Prosecutors seek murder charge for Pistorius

Prosecutors on Tuesday (Nov 3) argued in court for Oscar Pistorius to be convicted of murder and sent back to jail.
Prosecutors on Tuesday (Nov 3) argued in court for Oscar Pistorius to be convicted of murder and sent back to jail.PHOTO: REUTERS

BLOEMFONTEIN, South Africa (AFP) - Oscar Pistorius’s lawyers on Tuesday (Nov 3) fought to keep him from returning to jail as state prosecutors argued for a murder conviction in a combative appeal hearing a fortnight after he was released.

The Paralympic sprinter was found guilty last year of culpable homicide – a charge equivalent to manslaughter – after shooting dead his girlfriend Reeva Steenkamp on Valentine’s Day in 2013.

During sharp exchanges between his lawyer and the five judges at the Supreme Court of Appeal in Bloemfontein, the killing was again re-lived in front of a packed courthouse that included Steenkamp’s mother June.

At the crux of the appeal was how trial judge Thokozile Masipa interpreted the principle of dolus eventualis – awareness of the likely outcome of an action – under which she acquitted Pistorius of murder.

“(Judge Thokozile Masipa’s) analysis of dolus eventualis seems to me to be wrong,” Judge Eric Leach said.  “When he fired the bullets, did he know there was somebody behind the door?  “We’re talking about intent.” 

Pistorius’ lawyer Barry Roux fought back, arguing that the original trial verdict could not be challenged on its factual findings.

“(The judge) was saying... ‘my factual finding is that when he fired the shots thinking it was an intruder, he genuinely believed the deceased was in the bedroom’.

“He genuinely believed he was in danger and that’s why he fired.”

State prosecutor Gerrie Nel argued that Pistorius should be convicted of murder as he intended to kill whoever was behind the toilet door through which he fired four bullets.

“Firing through the door at torso level into a small cubicle... the foresight must be that someone would die,” Nel said.

The court reserved judgement on the case, and is expected to take some weeks before announcing its decision.

The National Prosecution Authority appeared confident of overturning the culpable homicide verdict. “We firmly believe that the prosecution team presented very persuasive and compelling arguments, and therefore we have reasonable prospects of a successful appeal,” NPA spokesman Luvuyo Mfaku told AFP.  

Pistorius, 28, was released on Oct 19 – just one year into his five-year jail term – to spend the remainder of his sentence under house arrest at his uncle’s mansion in Pretoria.  

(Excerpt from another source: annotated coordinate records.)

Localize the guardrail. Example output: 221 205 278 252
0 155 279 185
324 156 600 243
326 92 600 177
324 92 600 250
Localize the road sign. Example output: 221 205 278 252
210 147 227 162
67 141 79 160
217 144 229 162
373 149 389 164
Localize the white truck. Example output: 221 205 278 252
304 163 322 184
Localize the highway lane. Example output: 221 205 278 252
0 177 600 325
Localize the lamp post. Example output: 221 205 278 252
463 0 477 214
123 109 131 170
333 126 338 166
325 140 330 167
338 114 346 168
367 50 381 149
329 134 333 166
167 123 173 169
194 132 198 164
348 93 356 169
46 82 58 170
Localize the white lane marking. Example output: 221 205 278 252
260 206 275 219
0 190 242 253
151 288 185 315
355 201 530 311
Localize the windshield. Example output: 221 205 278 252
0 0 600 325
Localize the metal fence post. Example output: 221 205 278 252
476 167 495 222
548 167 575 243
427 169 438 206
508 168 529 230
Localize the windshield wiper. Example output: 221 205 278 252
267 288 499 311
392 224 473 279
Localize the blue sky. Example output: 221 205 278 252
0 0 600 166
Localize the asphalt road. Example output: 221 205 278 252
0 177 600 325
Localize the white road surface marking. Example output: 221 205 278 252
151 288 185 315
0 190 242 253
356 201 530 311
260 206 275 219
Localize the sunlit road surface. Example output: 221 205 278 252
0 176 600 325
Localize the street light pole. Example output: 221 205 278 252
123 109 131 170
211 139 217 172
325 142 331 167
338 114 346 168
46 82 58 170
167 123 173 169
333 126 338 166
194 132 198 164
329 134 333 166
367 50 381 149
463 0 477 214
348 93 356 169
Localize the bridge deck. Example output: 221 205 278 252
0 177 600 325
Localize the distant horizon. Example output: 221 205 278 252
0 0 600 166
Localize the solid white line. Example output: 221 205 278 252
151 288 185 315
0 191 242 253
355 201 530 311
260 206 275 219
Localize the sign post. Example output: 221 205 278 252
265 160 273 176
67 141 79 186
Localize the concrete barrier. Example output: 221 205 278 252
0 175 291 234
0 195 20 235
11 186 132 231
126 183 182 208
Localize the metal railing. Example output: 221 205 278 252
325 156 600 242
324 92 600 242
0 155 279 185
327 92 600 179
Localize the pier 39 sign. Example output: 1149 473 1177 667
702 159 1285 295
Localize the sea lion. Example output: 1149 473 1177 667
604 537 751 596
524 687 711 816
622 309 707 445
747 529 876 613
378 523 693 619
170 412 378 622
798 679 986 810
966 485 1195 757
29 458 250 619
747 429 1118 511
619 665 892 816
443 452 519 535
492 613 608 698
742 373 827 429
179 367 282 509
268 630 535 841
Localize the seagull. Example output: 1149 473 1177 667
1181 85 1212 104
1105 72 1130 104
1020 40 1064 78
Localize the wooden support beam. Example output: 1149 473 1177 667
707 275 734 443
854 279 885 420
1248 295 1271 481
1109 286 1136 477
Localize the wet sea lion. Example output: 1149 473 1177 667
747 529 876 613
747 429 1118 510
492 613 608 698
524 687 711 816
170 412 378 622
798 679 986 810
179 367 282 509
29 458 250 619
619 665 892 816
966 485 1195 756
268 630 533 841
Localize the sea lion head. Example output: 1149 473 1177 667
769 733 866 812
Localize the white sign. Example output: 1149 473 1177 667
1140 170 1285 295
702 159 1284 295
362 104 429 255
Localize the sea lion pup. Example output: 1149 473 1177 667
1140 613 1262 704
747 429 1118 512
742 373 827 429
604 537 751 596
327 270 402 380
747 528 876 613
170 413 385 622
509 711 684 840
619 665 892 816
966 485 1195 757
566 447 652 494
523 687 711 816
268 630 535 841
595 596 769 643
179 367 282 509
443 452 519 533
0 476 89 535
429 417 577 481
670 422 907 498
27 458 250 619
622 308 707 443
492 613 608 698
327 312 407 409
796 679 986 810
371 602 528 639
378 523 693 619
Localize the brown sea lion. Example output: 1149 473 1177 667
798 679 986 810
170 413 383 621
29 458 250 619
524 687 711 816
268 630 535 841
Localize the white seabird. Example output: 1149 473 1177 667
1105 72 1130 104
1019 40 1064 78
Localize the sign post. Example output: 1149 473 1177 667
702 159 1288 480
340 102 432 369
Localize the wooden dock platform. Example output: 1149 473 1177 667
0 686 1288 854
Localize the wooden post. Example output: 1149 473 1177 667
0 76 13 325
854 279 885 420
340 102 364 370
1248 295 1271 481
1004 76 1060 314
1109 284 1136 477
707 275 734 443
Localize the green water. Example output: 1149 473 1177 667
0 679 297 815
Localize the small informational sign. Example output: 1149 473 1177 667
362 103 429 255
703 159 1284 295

If he was found guilty of murder, he would face a minimum of 15 years in prison.  

Pistorius, who has not been seen in public since his release, did not attend the hearing.

“I’m here to support Gerrie Nel and the team,” Reeva’s mother June Steenkamp told AFP.  “We are saying he must stay in jail,” said Khosi Mojapi, a 33-year-old member of the African National Congress Women’s League, outside the court building.  “We say stop abusing women.”

A lone Pistorius supporter held a sign reading “Hands off Oscar Pistorius, Give Oscar Pistorius a break.”

Legal experts said it was difficult to predict the outcome of the appeal given the unexpected – and sometimes unprecedented – legal twists and turns that have characterised the high-profile case.

The appeal judges could alter the original trial verdict and send the case back to the high court for a new sentence.  

Pistorius may also make his own appeal to South Africa’s Constitutional Court – the country’s highest court.  But defence lawyers say Pistorius could not afford further legal battles, having already paid huge legal bills.  

Pistorius shot Steenkamp, a model and law graduate, at the peak of his fame, following his historic performance in 2012 when he became the first double-amputee to race at Olympic level.

In the shooting’s aftermath, he lost his glittering sports career, lucrative contracts and status as a global role model for the disabled.  

His release on house arrest after serving one-sixth of his sentence was in line with normal treatment of South African convicts, but was criticised by women’s rights groups and many others in the country.